O álbum que surge três décadas depois do primeiro LP (e da entrada em cena da vocalista Sarah Cracknell) não é um disco de canções pop, mas sim um mergulho num espaço no qual o trio britânico desenha um ambiente de grande tranquilidade. Texto: Nuno Galopim

Passam agora 30 anos sobre o momento em que Fox Base Alpha consolidava, na forma de um primeiro álbum, as boas promessas de uma pop fresca e atenta aos sinais dos tempos que os singles de apresentação dos Saint Etienne (um deles, Only Love Can Break Your Heart, uma deliciosa abordagem a um original de Neil Young) nos tinham dado a escutar desde 1990… Tal como os Beloved ou M People, cada qual com especificidades definidas pelas suas referências e identidades, os Saint Etienne marcavam a chegada dos noventas com uma reinvenção das linguagens pop que colocava novas ferramentas e formas ao serviço da canção. Porém, mais do que em outros projetos seus contemporâneos, o trio – que só em 1991 fixou a presença da voz de Sarah Cracknell – alargou a sua base de referências para além dos sabores do momento, assimilando nostalgias da pop de outros tempos, representando mesmo uma das mais interessantes aventuras de reflexão sobre o legado da ideia de uma swinging London, porém sem nunca perder a noção do presente nem mesmo uma certa costela indie que acabou mesmo por ajudar a cimentar a identidade do grupo. É de grandes canções – às vezes até com maiores memórias de singles do que de álbuns – que se fez grande parte do percurso discográfico do grupo. O ‘best of’ London Concersations: The Best of Saint Etienne, de 2009, de resto, quase rivaliza com a oferta de uma coleção de canções dos Pet Shop Boys (estes todavia imbatíveis neste campeonato). Álbuns já deste século, como Tales of The Turnpike House (2005) ou, ainda mais, o magnífico Worlds and Music by Saint Etienne (2012) mostraram todavia um desvio do foco das atenções de um pensamento pop clássico centrado em singles para a criação de álbuns com maior fôlego. E depois de Home Counties (2017), era natural que muitos esperassem mais um disco de canções pop de alinhamento consistente e coerentemente desenhado… Estas últimas características habitam de facto o novo I’ve Been Trying To Tell You. Mas, apesar de incluir canções, o disco mostra antes os Saint Etienne entregues a um outro desafio. Mais plástico, mais sugestivo, mais ambiental, como se de uma banda sonora para uma ideia (mais do que para um filme) de tratasse.

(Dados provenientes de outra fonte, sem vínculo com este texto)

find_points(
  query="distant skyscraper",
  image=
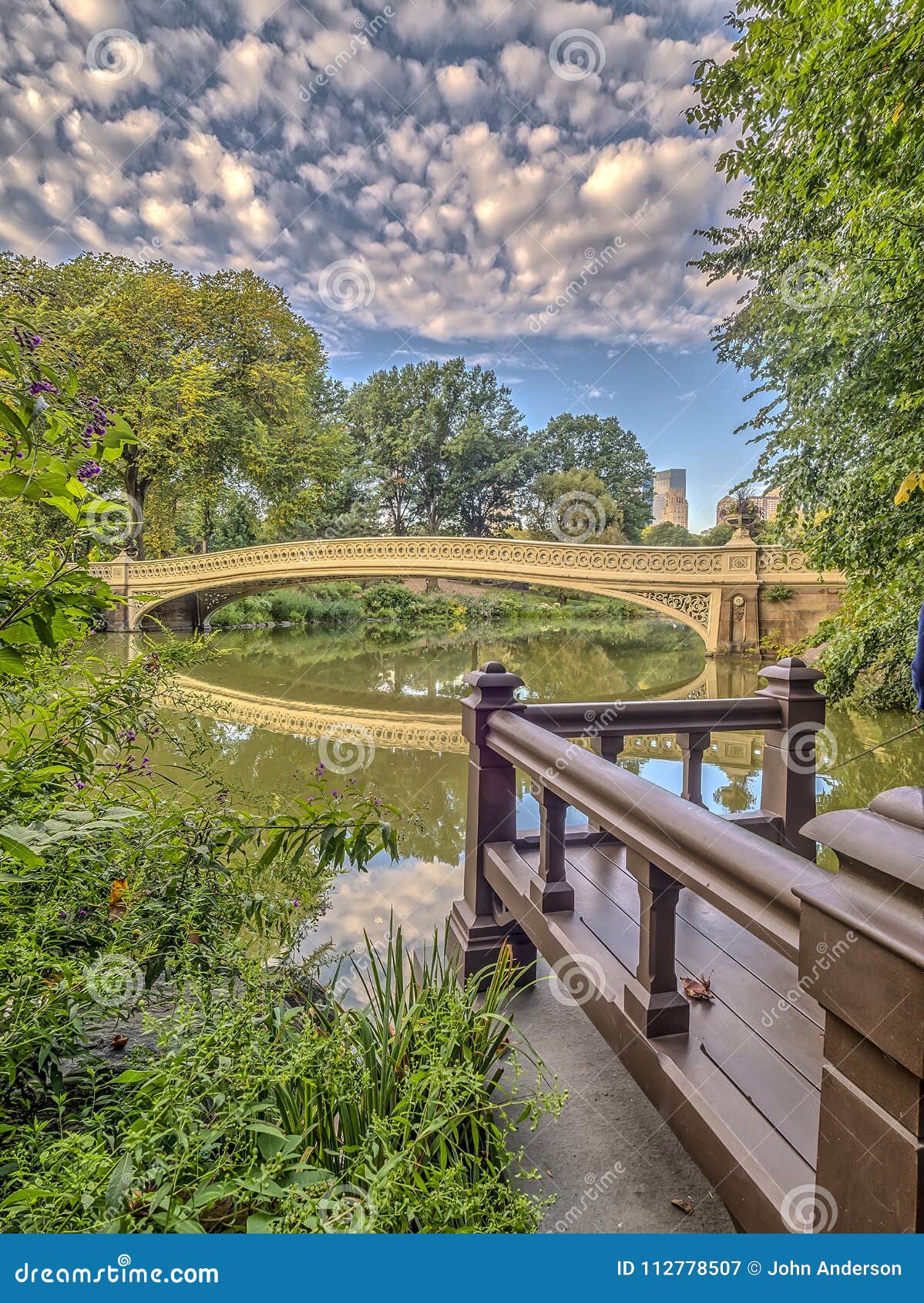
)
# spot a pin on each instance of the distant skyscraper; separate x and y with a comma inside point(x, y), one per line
point(670, 498)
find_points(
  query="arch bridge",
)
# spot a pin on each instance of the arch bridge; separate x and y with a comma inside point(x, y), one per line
point(726, 594)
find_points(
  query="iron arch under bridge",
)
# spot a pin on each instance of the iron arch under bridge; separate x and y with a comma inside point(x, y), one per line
point(718, 592)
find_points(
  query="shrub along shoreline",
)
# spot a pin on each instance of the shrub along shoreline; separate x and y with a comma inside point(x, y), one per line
point(394, 604)
point(164, 1062)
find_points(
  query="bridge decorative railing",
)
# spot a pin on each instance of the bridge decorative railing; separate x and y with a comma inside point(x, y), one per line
point(592, 558)
point(793, 1065)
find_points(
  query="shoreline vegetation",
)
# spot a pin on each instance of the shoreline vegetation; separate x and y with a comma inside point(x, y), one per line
point(396, 606)
point(167, 1063)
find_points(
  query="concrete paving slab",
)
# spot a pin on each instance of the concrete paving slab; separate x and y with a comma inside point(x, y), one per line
point(611, 1161)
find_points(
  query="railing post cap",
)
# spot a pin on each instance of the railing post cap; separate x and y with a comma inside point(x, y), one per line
point(492, 674)
point(790, 678)
point(886, 838)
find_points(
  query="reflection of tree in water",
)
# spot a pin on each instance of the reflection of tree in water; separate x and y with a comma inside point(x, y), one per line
point(265, 769)
point(610, 661)
point(854, 785)
point(735, 796)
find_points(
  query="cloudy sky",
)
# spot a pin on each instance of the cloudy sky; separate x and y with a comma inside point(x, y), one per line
point(511, 181)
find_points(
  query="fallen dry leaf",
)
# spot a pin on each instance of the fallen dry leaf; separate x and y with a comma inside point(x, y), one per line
point(697, 989)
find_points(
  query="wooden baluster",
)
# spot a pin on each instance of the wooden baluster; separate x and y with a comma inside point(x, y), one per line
point(660, 1010)
point(476, 937)
point(862, 957)
point(550, 891)
point(788, 787)
point(691, 748)
point(611, 746)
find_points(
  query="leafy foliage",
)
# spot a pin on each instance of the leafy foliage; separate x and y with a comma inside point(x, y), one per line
point(827, 243)
point(137, 920)
point(445, 447)
point(603, 449)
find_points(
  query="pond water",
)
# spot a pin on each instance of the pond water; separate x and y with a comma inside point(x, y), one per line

Na verdade o desafio a uma ordem formal habitualmente seguida pela canção pop não é de todo uma novidade na obra dos Saint Etienne. E basta para isso evocar Avenue, tema inclusivamente escolhido como um dos singles do belo So Tough, segundo álbum do trio, lançado em 1993. I’ve Been Trying To Tell You leva todavia esse gosto em trabalhar uma cenografia e um mood para lá do espaço de uma canção, definindo a identidade de todo um alinhamento que, assim, não pela temática, mas pela abordagem estética, acaba a definir aqui uma ordem concetual.
Já havia sugestões em cena antes mesmo do álbum se materializar à nossa frente… Pond House (que se molda em torno de um sample de Beauty on the Fire de Nathalie Imbruglia), já apontava um caminho mais sugestivo do que assertivo. O alinhamento do álbum mergulha agora esse (belo) momento num percurso que deixa longe as ligações à música de dança que o trio explorou noutras ocasiões, optando antes por alinhavar momentos instrumentais e canções discretas que desenham um ambiente. Mais coisa de sentir do que de contar histórias, mais experiência (como agora se diz) do que trama narrativa, I’ve Been Trying To Tell You pode parecer estranho e inesperado num primeiro encontro. Mas os regressos (e o disco é de facto irresistível) acabam por fazer deste um dos álbuns de identidade mais marcada na obra dos Saint Etienne. Pode não ser casa de hinos que se colam à orelha. Mas uma obra essencialmente feita entre canções pop pode dar origem a mais vidas e destinos. Aqui está um bom exemplo de como levar a bom porto outras possibilidades.
“I’ve Been Trying To Tell You”, dos Saint Etienne, está disponível em LP, CD e nas plataformas digitais numa edição da Heavenly.